Anna Wanka arbeitet an der Goethe-Universität Frankfurt an dem von der Volkswagen-Stiftung geförderten Forschungsprojekt "InterCare". (Archivbild)

Der junge Mann hatte gemeinsam mit seiner Mutter den an Krebs leidenden Vater gepflegt. Als der Vater gestorben war, erkrankte die Mutter an Parkinson. Seine Geschwister meinten, dass er nun ja schon wisse, was zu tun sei. "Die Betroffenen rutschen einfach in die Rolle rein", sagt Wanka.

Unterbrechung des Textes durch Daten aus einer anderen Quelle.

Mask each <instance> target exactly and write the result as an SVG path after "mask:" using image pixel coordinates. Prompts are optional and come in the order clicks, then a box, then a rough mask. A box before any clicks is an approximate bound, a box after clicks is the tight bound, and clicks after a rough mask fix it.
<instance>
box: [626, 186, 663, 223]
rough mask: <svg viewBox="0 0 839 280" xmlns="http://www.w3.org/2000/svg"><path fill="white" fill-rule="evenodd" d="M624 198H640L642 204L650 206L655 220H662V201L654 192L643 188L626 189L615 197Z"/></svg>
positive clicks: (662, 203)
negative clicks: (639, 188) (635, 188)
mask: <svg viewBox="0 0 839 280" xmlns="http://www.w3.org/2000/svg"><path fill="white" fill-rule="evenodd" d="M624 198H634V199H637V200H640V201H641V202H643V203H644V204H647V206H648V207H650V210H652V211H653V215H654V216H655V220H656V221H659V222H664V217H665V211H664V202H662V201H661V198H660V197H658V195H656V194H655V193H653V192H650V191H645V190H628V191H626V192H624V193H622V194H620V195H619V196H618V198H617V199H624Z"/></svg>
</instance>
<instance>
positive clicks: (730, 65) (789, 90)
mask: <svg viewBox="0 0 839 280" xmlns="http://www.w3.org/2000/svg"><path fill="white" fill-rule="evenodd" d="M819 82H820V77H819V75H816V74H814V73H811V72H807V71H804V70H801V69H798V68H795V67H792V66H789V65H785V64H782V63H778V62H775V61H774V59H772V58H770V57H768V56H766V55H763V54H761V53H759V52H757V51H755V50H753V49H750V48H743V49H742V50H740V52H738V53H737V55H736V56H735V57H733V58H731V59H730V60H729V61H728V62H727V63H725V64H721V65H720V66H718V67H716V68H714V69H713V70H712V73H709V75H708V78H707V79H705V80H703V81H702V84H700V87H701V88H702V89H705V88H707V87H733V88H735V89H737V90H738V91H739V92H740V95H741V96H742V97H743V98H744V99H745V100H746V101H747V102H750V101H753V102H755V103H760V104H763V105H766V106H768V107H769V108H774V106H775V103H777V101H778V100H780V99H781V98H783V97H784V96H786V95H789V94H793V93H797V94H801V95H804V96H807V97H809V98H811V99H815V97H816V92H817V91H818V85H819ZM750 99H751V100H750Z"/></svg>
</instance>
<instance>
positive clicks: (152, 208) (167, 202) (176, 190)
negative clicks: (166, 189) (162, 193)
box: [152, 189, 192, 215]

Charlotte Naujok wohnte ihren Großeltern gegenüber, als der Opa starb und die Oma Hilfe brauchte. "Ich habe mir das nicht ausgesucht, aber ich wollte doch meine Oma nicht hängen lassen", schildert sie. Zudem hätte sie sich niemals vorstellen können, wie sich die Situation durch eine zunehmende Demenz entwickeln würde. Erst klappte es bei ihrer Großmutter mit dem Einkaufen nicht mehr, dann wollte sie am Sonntagabend um 22 Uhr in die Geschäfte oder sie bestellte Handwerker, die irgendwelche Wände einreißen sollten. Und wenn sie in der Klinik war, erwartete sie ihre Enkelin täglich mit Kuchen eines ganz bestimmten Bäckers an ihrem Krankenbett.

"Hidden lives" - Verborgene Leben

Die Studentin hat sich damals für ihre Situation nicht geschämt, aber gemerkt, "dass mir meine Kommilitonen nicht helfen konnten". Sie wiederum hatte keine Zeit, abends mit ihnen ins Kino oder in eine Kneipe zu gehen. So sei es auch bei ihr "ein stilles Leiden" gewesen.

Die Soziologin Wanka nennt das Phänomen "hidden lives", verborgene Leben. Pflegende Studierende seien nirgends repräsentiert, Hilfsangebote fehlten. Die Situation der jungen Pflegenden sichtbar zu machen, ist einer Schritt zur Hilfe. Dazu kämen konkrete Angebote, wie etwa Tageszentren für Pflegebedürftige am Campus. "Kita-Plätze gibt es, aber keine für die Oma oder den Opa", sagt die Wissenschaftlerin. Die Studierenden bräuchten zudem mehr räumliche und zeitliche Flexibilität, hier würden schon mehr online abrufbare Studieninhalte helfen. Auch ein sogenannter Nachteilsausgleich sollte zum Standard werden.

Charlotte Naujok hat ihr Wirtschaftsstudium nach dem Tod der Oma abgebrochen. "Das war zum Scheitern verurteilt", sagt sie rückblickend. Sie hat sich umorientiert und arbeitet gerade an ihrer Masterarbeit in Erziehungswissenschaften.

Neben den negativen Folgen der überlastenden Situation wie Schlaflosigkeit, Kopfschmerzen, Depressionen, fehlenden sozialen Beziehungen und schlechten Noten gebe es auch positive Auswirkungen, sagt Wanka. Die Pflegenden berichteten von gewachsener Empathie, von tiefen Beziehungen zu den kranken Angehörigen, einem besseren Verständnis für Krankheiten und immer wieder auch von beruflicher Neuorientierung. "Ich sehe meine Werte und Ziele jetzt klarer", sagt Charlotte Naujok.